De plus en plus de grandes entreprises choisissent de produire des rapports sur le développement durable, à l’intérieur ou en plus de leurs traditionnels rapports annuels, dans lesquels elles rendent compte de leurs performances sociale et environnementale. Cette pratique, volontaire, est née de la demande grandissante d’informations d’actionnaires, de fonds préoccupés par l’investissement socialement responsable, de gouvernements et de citoyens. Selon Robert Massie, membre du conseil de direction de la Global Reporting Initiative, elle reflète également une prise de conscience de bien des entreprises qu’une bonne réputation est un atout majeur pour assurer leur réussite.

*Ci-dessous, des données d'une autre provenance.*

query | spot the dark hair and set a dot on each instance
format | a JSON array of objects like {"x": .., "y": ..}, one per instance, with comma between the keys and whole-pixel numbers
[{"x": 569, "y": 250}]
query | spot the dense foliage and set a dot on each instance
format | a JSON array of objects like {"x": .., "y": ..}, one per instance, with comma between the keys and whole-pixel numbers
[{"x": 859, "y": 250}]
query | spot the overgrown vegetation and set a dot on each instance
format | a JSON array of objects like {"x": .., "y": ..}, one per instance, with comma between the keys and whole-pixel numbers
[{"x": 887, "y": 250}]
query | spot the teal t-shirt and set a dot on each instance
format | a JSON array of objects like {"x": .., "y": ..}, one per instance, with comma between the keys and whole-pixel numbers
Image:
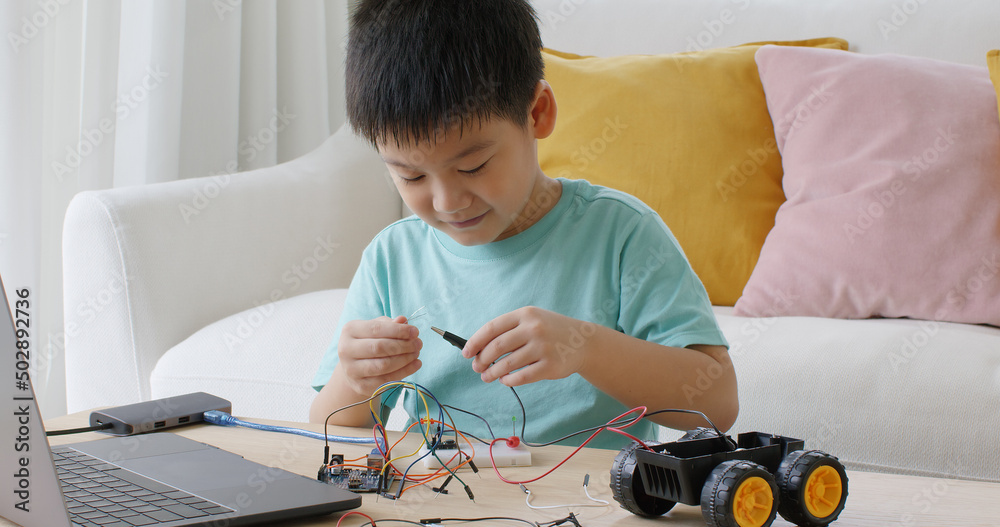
[{"x": 599, "y": 256}]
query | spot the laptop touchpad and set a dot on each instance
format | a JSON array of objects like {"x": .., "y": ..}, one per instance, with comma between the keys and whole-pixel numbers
[{"x": 204, "y": 470}]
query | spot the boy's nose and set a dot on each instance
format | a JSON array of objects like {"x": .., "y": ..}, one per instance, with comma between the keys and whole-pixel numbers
[{"x": 449, "y": 199}]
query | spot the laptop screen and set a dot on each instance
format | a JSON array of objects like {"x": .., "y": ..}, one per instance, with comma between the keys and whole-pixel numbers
[{"x": 26, "y": 464}]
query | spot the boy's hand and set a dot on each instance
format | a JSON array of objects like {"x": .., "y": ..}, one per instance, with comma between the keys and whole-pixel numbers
[
  {"x": 374, "y": 352},
  {"x": 540, "y": 344}
]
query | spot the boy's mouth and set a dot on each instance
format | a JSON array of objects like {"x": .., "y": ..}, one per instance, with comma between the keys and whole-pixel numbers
[{"x": 467, "y": 223}]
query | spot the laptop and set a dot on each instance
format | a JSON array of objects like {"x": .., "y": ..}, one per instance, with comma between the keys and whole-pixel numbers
[{"x": 149, "y": 479}]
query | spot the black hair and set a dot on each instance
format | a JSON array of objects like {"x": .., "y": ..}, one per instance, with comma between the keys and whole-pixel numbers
[{"x": 414, "y": 68}]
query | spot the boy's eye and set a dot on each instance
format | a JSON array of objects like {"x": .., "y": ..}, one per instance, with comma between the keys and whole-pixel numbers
[
  {"x": 476, "y": 170},
  {"x": 408, "y": 181}
]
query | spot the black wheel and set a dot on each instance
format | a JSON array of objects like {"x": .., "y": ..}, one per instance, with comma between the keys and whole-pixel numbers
[
  {"x": 627, "y": 489},
  {"x": 739, "y": 494},
  {"x": 813, "y": 488}
]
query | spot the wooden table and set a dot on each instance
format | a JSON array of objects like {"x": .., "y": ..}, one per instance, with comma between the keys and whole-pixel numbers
[{"x": 874, "y": 500}]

La Global Reporting Initiative (GRI), une institution internationale mise sur pied, entre autres, par l’Organisation des Nations Unies, et lancée officiellement en avril dernier, offre aux entreprises une aide pour la production de rapports sur le développement durable. Déjà, plus de 100 organisations, dont Ford, Canon, Proctor & Gamble et Nike, utilisent les lignes directrices émises par la GRI pour la production de rapports sur les aspects économiques, sociaux et environnementaux du développement durable. Un succès rapide qui n’a pas été sans étonner les membres de la direction de la GRI.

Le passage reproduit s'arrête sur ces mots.